March 13, 1994|SONNI EFRON | TIMES STAFF WRITER

MOSCOW — In a face-saving finale to an embarrassing diplomatic tiff, Russian President Boris N. Yeltsin on Saturday declared that Moscow would no longer give an official cold shoulder to former U.S. President Richard Nixon, aides said.

Yeltsin himself will not receive Nixon because of the recent death of Yeltsin's mother-in-law, who was buried Saturday, the aides said.
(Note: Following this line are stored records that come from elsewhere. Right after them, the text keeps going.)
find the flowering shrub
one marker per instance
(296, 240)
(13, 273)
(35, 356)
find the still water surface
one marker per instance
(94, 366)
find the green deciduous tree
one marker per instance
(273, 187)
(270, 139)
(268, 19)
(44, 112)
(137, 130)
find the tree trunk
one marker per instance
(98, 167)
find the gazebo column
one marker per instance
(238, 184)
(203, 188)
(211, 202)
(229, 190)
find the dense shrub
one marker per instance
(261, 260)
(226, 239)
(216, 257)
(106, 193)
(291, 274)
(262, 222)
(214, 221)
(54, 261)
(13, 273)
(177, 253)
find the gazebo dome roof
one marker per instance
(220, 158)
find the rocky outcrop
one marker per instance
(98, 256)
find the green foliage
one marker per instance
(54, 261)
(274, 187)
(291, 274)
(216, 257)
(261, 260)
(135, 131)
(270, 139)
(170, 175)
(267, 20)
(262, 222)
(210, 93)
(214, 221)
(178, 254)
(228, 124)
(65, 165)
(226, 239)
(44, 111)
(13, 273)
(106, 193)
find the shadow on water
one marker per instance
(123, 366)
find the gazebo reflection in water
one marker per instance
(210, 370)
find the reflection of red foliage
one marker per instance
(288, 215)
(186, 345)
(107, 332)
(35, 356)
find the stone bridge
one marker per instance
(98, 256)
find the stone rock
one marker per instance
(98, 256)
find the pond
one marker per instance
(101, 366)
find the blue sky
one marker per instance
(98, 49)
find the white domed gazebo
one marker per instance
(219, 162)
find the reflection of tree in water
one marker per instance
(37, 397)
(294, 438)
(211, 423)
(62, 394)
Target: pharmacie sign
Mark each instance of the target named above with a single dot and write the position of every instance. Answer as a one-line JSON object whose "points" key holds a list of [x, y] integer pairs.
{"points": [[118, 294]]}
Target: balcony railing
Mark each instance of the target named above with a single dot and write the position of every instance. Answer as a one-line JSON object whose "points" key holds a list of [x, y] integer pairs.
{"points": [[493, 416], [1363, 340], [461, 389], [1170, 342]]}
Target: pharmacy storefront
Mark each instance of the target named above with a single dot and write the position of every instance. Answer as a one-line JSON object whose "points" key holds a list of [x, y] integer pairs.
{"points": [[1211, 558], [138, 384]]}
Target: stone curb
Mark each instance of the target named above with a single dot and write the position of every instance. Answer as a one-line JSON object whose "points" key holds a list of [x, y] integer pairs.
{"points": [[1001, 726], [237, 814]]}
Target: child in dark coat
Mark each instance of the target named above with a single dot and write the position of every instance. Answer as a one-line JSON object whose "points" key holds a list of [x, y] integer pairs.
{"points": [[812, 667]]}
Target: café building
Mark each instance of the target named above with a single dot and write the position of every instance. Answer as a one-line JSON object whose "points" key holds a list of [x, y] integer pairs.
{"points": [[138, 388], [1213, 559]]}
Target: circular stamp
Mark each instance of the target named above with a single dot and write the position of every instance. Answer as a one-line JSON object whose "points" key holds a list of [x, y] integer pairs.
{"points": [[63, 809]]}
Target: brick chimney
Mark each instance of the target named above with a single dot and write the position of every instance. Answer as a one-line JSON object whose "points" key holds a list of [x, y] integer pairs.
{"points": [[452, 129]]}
But government officials who had been under orders not to see Nixon will now be allowed to do so.

A Nixon adviser, Dmitri Simes, said a high-ranking Yeltsin aide had called on Nixon on Saturday to say that "President Yeltsin considered the incident of the past week to be closed." Simes said the 63-year-old Russian president is now urging government officials and members of Parliament to meet with the 81-year-old American.

Although Yeltsin's conciliatory step stopped far short of an apology, it was aimed at smoothing over a public snub of Nixon, who was one of Yeltsin's earliest and most loyal supporters.

It may also have been designed to soothe one of Yeltsin's oldest friends, national security adviser Oleg Lobov, who had officially invited Nixon to visit and then found himself embroiled in a diplomatic disaster.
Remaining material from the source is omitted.